Nine Inch Nails’ Trent Reznor has been working with audio firm Beats for a little while now, teasing fans with the promise that “a number of very interesting projects that will start to emerge next year… it’s probably not what you’re expecting!” earlier this year.
True, unless what they were expecting was a recommendations-focused streaming music service called Daisy.
During an interview with the New Yorker, Reznor has revealed some details about the plans, including the fact that Daisy is expected to launch early in 2013, and “uses mathematics to offer suggestions to the listener… [but also] would present choices based partly on suggestions made by connoisseurs, making it a platform in which the machine and the human would collide more intimately.”
He also compares Daisy to Spotify: “Here’s sixteen million licensed pieces of music,’ they’ve said, but you’re not stumbling into anything.

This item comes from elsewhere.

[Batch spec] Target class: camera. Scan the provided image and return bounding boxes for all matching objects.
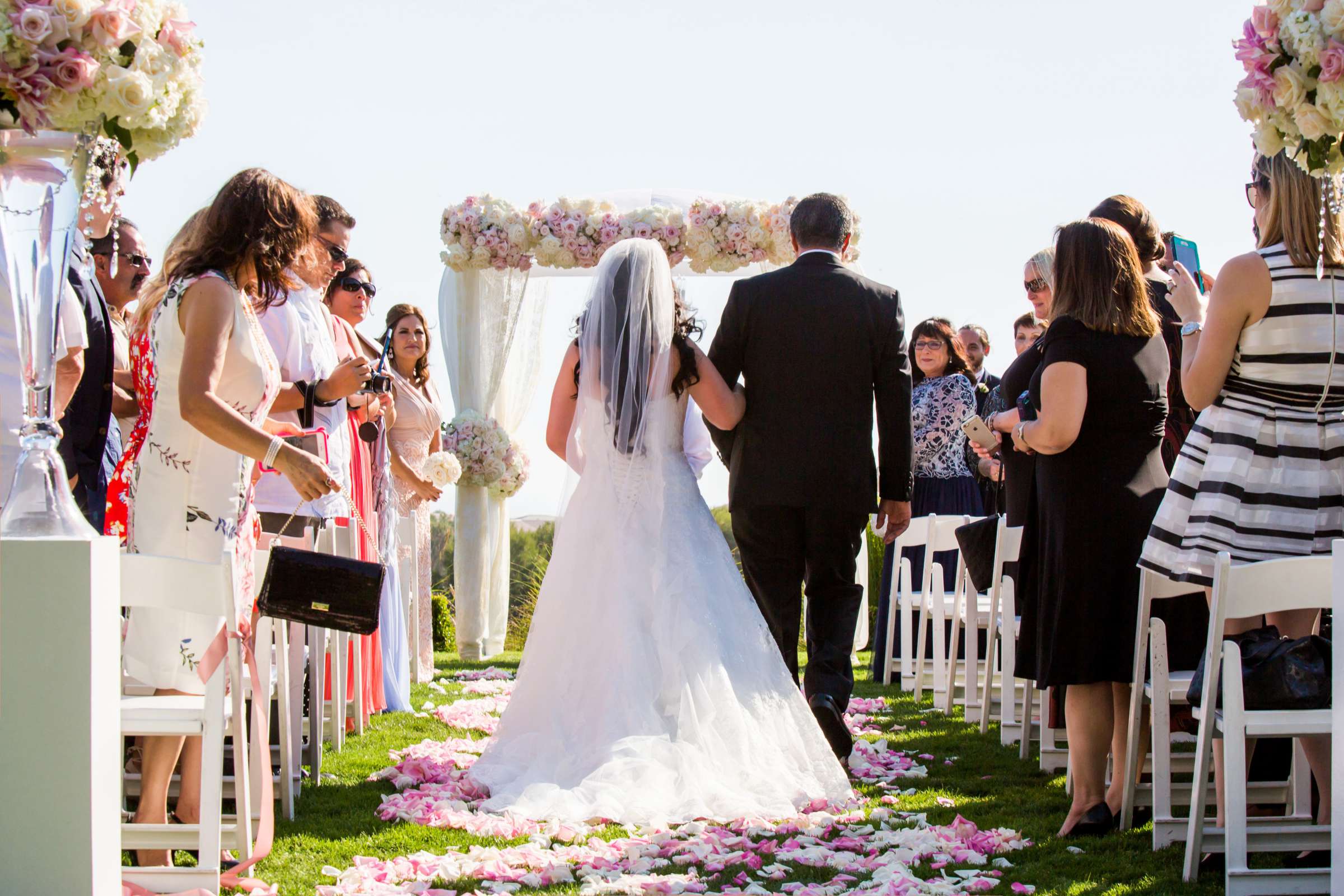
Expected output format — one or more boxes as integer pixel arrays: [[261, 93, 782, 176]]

What’s missing is a service that adds a layer of intelligent curation.”
Of course, the interview was presumably given before Spotify’s announcement last week of precisely that: a new layer for its service of intelligent curation from artists, DJs and music experts.
In fact, the roots of ‘intelligent’ digital music curation go back a fairly long way – Nokia’s Music Recommenders initiative from 2006 springs to mind.
Beats and Reznor combined should certainly have the pulling power to sign up some interesting curators, but it’s fair to wonder whether Daisy will reach a niche audience compared to curation built on top of Spotify, Deezer and other large streaming services.
Even so, Reznor working on Beats, together with Neil Young working on his own Pono high-fidelity downloads store, are examples of artists putting their money where their mouth is to try to influence the evolution of digital music services. 2013 will be an interesting year in this regard.